Bart-large-cnn-samsum

In [5]:
summarizer = pipeline("summarization", model="philschmid/bart-large-cnn-samsum", device='cuda:0')

Longformer

In [6]:
# Initialize Longformer tokenizer and model
longformer_tokenizer = LongformerTokenizer.from_pretrained('allenai/longformer-base-4096')
longformer_model = LongformerModel.from_pretrained('allenai/longformer-base-4096')

# Move the model to the GPU
longformer_model.to(device)
print("Loaded longformer to device")


Some weights of the model checkpoint at allenai/longformer-base-4096 were not used when initializing LongformerModel: ['lm_head.dense.bias', 'lm_head.layer_norm.bias', 'lm_head.decoder.weight', 'lm_head.layer_norm.weight', 'lm_head.bias', 'lm_head.dense.weight']
- This IS expected if you are initializing LongformerModel from the checkpoint of a model trained on another task or with another architecture (e.g. initializing a BertForSequenceClassification model from a BertForPreTraining model).
- This IS NOT expected if you are initializing LongformerModel from the checkpoint of a model that you expect to be exactly identical (initializing a BertForSequenceClassification model from a BertForSequenceClassification model).


Loaded longformer to device


For counting words

In [7]:
def count_words(sentence):
    return len(re.findall(r"\w+", sentence))

Spacy Entity recognition

In [8]:
# Load the entity recognition pipeline
# nlp = spacy.load("en_core_web_lg")

Read funtions

In [9]:
# Function to read and extract text from a PDF document
def read_pdf(file_path):
    if not os.path.isfile(file_path) or not file_path.endswith('.pdf'):
        raise ValueError('Invalid file path or file format.
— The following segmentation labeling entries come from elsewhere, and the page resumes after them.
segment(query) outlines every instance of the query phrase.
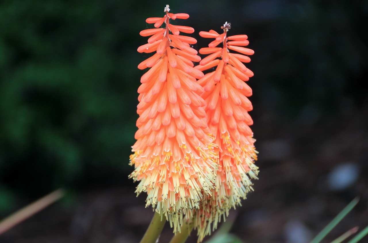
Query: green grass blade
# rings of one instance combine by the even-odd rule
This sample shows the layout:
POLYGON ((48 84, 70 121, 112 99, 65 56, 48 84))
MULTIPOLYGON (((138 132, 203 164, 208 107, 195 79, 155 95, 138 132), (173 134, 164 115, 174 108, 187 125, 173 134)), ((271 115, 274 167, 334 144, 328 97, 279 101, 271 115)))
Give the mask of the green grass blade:
POLYGON ((368 226, 364 228, 359 234, 356 235, 347 243, 357 243, 367 234, 368 234, 368 226))
POLYGON ((335 239, 333 241, 331 242, 331 243, 341 243, 341 242, 347 239, 348 237, 353 234, 355 234, 357 233, 358 228, 359 227, 356 226, 352 229, 349 229, 347 232, 346 232, 344 234, 335 239))
POLYGON ((331 231, 336 225, 345 217, 348 213, 355 207, 359 199, 356 197, 348 204, 332 221, 330 222, 322 231, 317 235, 310 242, 310 243, 319 243, 331 231))

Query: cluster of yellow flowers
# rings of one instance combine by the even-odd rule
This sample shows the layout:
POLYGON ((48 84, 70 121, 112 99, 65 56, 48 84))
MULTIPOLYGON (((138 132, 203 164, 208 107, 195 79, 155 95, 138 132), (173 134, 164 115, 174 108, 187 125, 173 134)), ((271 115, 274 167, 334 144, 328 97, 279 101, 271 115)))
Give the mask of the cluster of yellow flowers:
POLYGON ((180 35, 194 29, 170 22, 189 15, 169 11, 167 6, 163 17, 147 19, 155 28, 140 33, 151 37, 138 51, 156 53, 138 66, 149 69, 138 89, 130 177, 139 182, 137 194, 147 192, 146 206, 164 215, 174 232, 183 221, 193 222, 201 241, 230 208, 241 206, 258 179, 249 126, 252 90, 244 82, 253 73, 243 63, 254 51, 243 47, 249 43, 246 35, 227 36, 226 22, 223 33, 199 32, 215 39, 199 50, 208 54, 201 60, 191 47, 197 40, 180 35))

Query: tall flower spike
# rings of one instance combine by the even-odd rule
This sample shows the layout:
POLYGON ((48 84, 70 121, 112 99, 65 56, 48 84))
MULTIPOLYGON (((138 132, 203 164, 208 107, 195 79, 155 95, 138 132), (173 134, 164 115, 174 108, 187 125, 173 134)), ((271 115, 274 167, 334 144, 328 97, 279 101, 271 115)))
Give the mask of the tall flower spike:
POLYGON ((214 230, 230 208, 241 206, 241 199, 253 190, 251 179, 258 179, 258 168, 254 163, 258 152, 249 126, 253 121, 248 112, 252 109, 247 98, 252 95, 252 90, 244 82, 253 73, 243 63, 249 62, 247 55, 254 52, 243 47, 249 43, 246 35, 227 36, 230 27, 226 22, 222 27, 223 33, 212 30, 199 32, 202 37, 215 38, 208 47, 199 50, 201 54, 209 55, 195 68, 201 71, 215 69, 198 83, 205 90, 202 97, 207 103, 207 122, 216 137, 215 152, 219 159, 211 196, 204 195, 200 210, 193 212, 199 242, 210 234, 211 224, 214 230), (223 47, 216 47, 222 43, 223 47), (241 54, 230 53, 229 50, 241 54))
POLYGON ((189 16, 169 10, 167 5, 163 17, 147 19, 156 28, 140 33, 152 36, 138 51, 156 53, 138 65, 150 69, 138 89, 138 129, 130 156, 135 169, 130 177, 140 181, 137 194, 147 193, 146 207, 163 214, 176 232, 183 214, 198 208, 202 195, 213 189, 217 164, 200 96, 204 89, 196 82, 204 75, 193 67, 201 60, 190 47, 197 40, 180 35, 194 30, 170 23, 189 16))

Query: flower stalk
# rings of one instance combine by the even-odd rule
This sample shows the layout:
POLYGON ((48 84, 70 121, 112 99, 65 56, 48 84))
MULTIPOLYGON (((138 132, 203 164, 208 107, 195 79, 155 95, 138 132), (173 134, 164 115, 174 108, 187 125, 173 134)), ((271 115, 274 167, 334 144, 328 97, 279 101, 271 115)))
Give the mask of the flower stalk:
POLYGON ((162 215, 157 212, 155 212, 140 243, 156 243, 157 242, 165 223, 166 220, 162 218, 162 215))

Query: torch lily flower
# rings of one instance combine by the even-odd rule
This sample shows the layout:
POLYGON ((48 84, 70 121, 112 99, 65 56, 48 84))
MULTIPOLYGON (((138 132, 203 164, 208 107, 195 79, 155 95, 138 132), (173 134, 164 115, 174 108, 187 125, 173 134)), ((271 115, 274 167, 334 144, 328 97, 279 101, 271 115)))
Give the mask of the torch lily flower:
POLYGON ((138 51, 156 53, 138 65, 149 69, 138 89, 138 130, 130 156, 135 169, 130 178, 139 182, 138 194, 147 192, 146 207, 165 215, 176 232, 183 214, 198 208, 203 196, 211 193, 217 164, 201 97, 204 89, 196 82, 204 75, 193 63, 201 60, 190 46, 197 40, 180 35, 194 29, 171 24, 189 16, 169 11, 167 5, 163 17, 147 19, 155 28, 140 33, 151 37, 138 51))
POLYGON ((215 38, 208 47, 199 50, 200 54, 209 55, 195 68, 201 71, 215 68, 198 82, 205 91, 202 97, 206 103, 206 121, 216 137, 215 152, 219 159, 215 188, 210 195, 204 195, 200 210, 192 212, 199 242, 210 233, 211 224, 214 230, 230 208, 241 206, 241 200, 253 190, 251 179, 258 179, 258 168, 254 164, 258 152, 248 114, 252 109, 247 98, 252 90, 244 82, 253 73, 243 63, 249 62, 247 55, 254 52, 243 47, 249 43, 246 35, 227 36, 230 27, 227 22, 222 27, 223 33, 212 30, 199 32, 202 37, 215 38), (216 47, 222 43, 223 47, 216 47))

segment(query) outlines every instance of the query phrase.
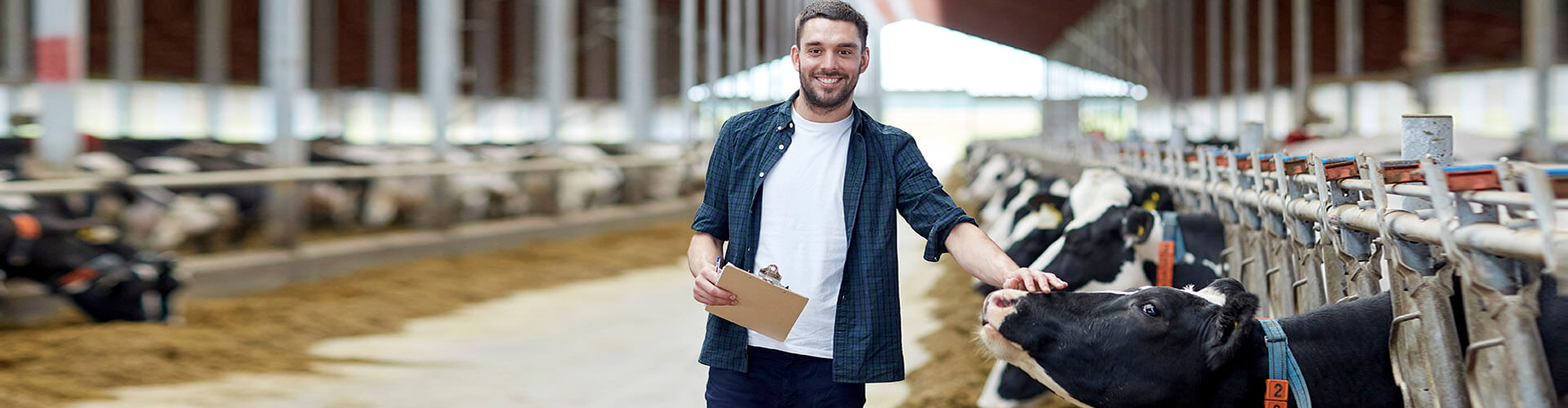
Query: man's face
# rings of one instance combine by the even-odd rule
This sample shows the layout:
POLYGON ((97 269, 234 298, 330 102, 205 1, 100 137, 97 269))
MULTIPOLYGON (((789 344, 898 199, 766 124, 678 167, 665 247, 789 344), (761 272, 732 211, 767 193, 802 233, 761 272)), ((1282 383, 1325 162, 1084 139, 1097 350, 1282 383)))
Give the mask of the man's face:
POLYGON ((822 17, 806 20, 800 42, 790 49, 801 96, 814 108, 844 107, 855 96, 855 83, 866 72, 869 55, 855 24, 822 17))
Please provide a valid PDF file.')

    from pdfminer.high_level import extract_text
    text = extract_text(file_path)
    return text



# Function to read and extract text from a text document
def read_text(file_path):
    if not os.path.isfile(file_path) or not file_path.endswith('.txt'):
        raise ValueError('Invalid file path or file format. Please provide a valid text file.')
    with open(file_path, 'r', encoding='utf-8') as file:
        text = file.read()
        return text

# Function to read and extract text from a website URL
def read_url(url):
    try:
        def get_main_text_from_website(url):
            article = newspaper.Article(url)
            article.download()
            article.parse()
            return article.text

        # Example usage
        # url = 'https://www.example.com'
        main_text = get_main_text_from_website(url)
        return main_text
    except:
        raise ValueError('Invalid URL or unable to extract text from URL. Please provide a valid website URL.')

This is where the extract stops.